Multi-modal deep learning for joint prediction of otitis media and diagnostic difficulty

Laryngoscope Investig Otolaryngol. 2024 Feb 8;9(1):e1199. doi: 10.1002/lio2.1199. eCollection 2024 Feb.

Abstract

Objectives: In this study, we propose a diagnostic model for automatic detection of otitis media based on combined input of otoscopy images and wideband tympanometry measurements.

Methods: We present a neural network-based model for the joint prediction of otitis media and diagnostic difficulty. We use the subclassifications acute otitis media and otitis media with effusion. The proposed approach is based on deep metric learning, and we compare this with the performance of a standard multi-task network.

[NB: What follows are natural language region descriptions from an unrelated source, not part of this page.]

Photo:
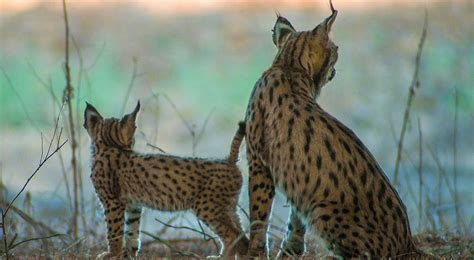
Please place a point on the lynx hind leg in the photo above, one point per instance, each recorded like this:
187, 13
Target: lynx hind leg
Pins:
261, 195
114, 216
217, 214
341, 227
294, 244
132, 234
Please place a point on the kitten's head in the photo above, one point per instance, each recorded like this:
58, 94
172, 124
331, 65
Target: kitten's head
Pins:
111, 132
312, 51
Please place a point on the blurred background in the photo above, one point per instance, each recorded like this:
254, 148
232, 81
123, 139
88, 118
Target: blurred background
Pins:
193, 64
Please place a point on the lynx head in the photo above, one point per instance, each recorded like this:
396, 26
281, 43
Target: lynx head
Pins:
311, 51
110, 132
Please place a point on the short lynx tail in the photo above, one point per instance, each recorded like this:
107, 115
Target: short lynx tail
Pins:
234, 148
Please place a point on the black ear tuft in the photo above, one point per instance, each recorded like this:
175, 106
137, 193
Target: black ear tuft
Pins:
327, 23
281, 30
91, 116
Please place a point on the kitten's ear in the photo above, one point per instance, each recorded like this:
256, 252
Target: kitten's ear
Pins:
130, 118
91, 117
326, 25
281, 30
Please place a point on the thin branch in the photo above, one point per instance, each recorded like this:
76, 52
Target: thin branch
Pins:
411, 95
22, 103
34, 239
170, 246
420, 174
67, 97
459, 219
186, 228
156, 147
47, 156
130, 85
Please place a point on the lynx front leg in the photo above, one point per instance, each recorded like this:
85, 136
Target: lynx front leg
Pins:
261, 193
132, 241
293, 245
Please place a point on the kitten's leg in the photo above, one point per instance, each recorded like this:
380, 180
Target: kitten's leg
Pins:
114, 215
293, 245
132, 241
216, 212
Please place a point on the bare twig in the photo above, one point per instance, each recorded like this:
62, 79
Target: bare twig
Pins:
22, 103
459, 219
34, 239
130, 85
191, 128
47, 156
170, 246
420, 174
156, 147
244, 211
411, 95
67, 97
44, 157
188, 228
80, 73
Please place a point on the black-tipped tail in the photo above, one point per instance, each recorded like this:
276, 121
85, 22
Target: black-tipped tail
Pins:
236, 142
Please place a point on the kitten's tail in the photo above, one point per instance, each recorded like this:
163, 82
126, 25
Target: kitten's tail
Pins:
235, 146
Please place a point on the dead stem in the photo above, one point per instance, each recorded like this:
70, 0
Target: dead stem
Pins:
411, 95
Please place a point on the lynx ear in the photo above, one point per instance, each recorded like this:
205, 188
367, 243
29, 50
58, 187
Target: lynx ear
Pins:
91, 117
281, 30
326, 25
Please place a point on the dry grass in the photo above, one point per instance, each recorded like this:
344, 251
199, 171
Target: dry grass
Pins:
90, 243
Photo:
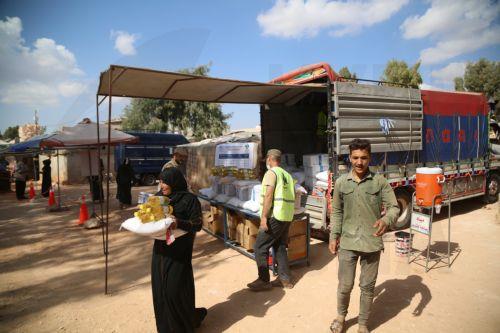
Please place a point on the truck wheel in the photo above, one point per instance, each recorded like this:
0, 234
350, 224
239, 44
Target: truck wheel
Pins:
148, 180
403, 198
492, 185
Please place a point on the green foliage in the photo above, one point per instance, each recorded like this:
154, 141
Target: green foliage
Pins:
11, 132
197, 119
346, 73
482, 76
399, 73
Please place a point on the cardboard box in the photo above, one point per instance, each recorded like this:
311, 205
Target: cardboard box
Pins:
232, 234
240, 233
233, 219
216, 225
207, 217
249, 242
252, 226
297, 228
297, 247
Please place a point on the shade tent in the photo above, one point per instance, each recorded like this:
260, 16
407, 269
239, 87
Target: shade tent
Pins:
32, 144
123, 81
83, 135
148, 83
86, 136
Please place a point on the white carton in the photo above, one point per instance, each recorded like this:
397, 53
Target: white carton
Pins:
312, 171
242, 155
315, 159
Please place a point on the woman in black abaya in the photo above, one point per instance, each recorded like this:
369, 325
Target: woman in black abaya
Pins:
172, 277
124, 180
46, 177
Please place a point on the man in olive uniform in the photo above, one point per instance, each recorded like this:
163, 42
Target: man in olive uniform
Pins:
277, 210
178, 160
357, 229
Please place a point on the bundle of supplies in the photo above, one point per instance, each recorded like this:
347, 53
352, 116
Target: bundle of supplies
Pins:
313, 165
153, 219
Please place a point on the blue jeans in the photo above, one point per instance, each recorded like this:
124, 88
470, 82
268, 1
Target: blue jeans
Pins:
276, 237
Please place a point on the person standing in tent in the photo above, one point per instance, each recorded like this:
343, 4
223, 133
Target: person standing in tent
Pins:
96, 184
124, 180
172, 279
20, 175
46, 177
277, 210
321, 128
178, 160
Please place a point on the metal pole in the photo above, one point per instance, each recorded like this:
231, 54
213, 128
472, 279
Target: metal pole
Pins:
100, 199
58, 187
449, 230
90, 178
107, 168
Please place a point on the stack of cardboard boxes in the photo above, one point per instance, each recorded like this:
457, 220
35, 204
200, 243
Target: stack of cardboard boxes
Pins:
213, 220
244, 231
241, 230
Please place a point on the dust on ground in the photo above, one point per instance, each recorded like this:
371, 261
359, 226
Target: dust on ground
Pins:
52, 278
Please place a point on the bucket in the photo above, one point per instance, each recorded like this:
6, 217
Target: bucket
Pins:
403, 243
429, 184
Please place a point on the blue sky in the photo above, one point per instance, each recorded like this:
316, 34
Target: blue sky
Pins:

Results: The proposed deep metric approach shows good performance on both tasks, and we show that the multi-modal input increases the performance for both classification and difficulty estimation compared to the models trained on the modalities separately. An accuracy of 86.5% is achieved for the classification task, and a Kendall rank correlation coefficient of 0.45 is achieved for difficulty estimation, corresponding to a correct ranking of 72.6% of the cases.

Conclusion: This study demonstrates the strengths of a multi-modal diagnostic tool using both otoscopy images and wideband tympanometry measurements for the diagnosis of otitis media. Furthermore, we show that deep metric learning improves the performance of the models.

Keywords: computer‐aided diagnosis; deep learning; diagnostic difficulty; otitis media.